In a tweet about the new institute, Collison wrote: "Arc is influenced by Fast Grants and what we learned there. In particular, Fast Grants increased our conviction that there are important and under-explored points in the space of possible institutional configurations.”

Cowen said he shares his learnings from Fast Grants with funders daily and is hopeful that Fast Grants will have an impact beyond COVID-19 research: “I have calls with some governments and quite a few foundations who want to copy lessons from Fast Grants.
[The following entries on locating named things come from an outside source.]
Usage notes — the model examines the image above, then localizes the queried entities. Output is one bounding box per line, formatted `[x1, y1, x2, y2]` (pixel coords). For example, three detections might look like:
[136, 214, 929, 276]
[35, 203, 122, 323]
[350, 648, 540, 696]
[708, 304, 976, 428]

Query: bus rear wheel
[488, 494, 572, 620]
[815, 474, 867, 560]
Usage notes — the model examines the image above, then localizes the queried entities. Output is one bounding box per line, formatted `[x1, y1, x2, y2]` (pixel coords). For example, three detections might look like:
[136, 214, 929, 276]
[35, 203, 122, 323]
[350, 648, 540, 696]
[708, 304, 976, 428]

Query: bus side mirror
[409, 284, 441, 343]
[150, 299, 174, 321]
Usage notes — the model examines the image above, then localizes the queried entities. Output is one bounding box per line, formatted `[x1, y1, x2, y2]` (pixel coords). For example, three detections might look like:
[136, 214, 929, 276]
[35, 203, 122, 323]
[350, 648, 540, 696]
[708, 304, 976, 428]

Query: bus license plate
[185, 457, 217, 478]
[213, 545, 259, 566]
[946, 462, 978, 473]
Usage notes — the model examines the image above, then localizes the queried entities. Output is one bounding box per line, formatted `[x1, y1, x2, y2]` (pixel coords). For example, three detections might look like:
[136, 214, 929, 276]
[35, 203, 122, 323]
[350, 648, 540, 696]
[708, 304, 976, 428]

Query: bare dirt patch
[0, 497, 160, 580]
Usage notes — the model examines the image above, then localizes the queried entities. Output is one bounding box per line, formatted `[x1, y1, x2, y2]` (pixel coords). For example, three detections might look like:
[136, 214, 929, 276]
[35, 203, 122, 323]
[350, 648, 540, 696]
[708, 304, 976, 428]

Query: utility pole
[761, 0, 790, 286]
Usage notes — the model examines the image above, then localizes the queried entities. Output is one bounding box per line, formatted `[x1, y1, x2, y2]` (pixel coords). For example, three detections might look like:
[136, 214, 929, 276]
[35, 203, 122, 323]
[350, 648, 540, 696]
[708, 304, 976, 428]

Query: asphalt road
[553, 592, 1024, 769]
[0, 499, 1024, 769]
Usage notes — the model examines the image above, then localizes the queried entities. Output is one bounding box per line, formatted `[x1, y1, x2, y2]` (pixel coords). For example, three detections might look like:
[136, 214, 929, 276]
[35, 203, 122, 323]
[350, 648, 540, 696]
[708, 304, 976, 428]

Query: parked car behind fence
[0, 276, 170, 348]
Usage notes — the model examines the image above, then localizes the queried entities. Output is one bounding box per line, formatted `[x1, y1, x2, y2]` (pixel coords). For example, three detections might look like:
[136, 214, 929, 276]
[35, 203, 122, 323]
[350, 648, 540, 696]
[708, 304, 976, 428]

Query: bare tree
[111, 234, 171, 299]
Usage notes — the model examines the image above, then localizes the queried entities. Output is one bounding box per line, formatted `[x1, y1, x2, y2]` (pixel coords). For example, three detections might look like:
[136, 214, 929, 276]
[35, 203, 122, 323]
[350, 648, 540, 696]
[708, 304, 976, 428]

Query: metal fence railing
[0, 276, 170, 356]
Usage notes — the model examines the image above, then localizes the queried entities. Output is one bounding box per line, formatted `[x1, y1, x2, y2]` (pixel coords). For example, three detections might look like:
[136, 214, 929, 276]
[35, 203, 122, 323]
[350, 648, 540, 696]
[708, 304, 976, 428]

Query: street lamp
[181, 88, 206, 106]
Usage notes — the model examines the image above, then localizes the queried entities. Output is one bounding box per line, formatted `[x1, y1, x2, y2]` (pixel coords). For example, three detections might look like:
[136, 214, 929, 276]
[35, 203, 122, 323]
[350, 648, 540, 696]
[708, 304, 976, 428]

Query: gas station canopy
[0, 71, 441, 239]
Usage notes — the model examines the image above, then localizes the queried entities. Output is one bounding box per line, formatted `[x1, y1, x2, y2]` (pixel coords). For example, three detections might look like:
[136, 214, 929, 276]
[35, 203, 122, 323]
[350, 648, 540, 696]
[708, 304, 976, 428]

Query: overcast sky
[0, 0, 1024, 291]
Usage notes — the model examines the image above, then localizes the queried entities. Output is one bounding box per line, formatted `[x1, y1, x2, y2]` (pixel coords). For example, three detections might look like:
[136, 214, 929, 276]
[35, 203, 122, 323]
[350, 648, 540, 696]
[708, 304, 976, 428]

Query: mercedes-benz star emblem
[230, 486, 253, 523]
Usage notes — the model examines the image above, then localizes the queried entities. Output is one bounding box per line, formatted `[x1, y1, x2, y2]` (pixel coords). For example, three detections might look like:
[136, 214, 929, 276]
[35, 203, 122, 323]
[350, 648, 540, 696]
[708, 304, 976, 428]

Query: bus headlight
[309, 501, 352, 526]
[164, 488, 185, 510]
I'm heartened by this, but we'll see what comes of it."

"They themselves see the challenge. They've built in a lot of layers of bureaucracy. And it's not always that easy for them to change," he said.

Mills is less optimistic that the model can be replicated, especially by large institutions.

"I think [the model is] only scalable when you have the leadership of individuals who want to disrupt a system. I don't think that you can hand over this type of innovation, for example, to the same people who work at CIHR [...] and expect them to all of a sudden be innovative."

At Thistledown, Fast Grants was its first major granting experience and it has rubbed off. Hanley said the foundation is committed to deploying funds quickly and "with far less paperwork than people are used to."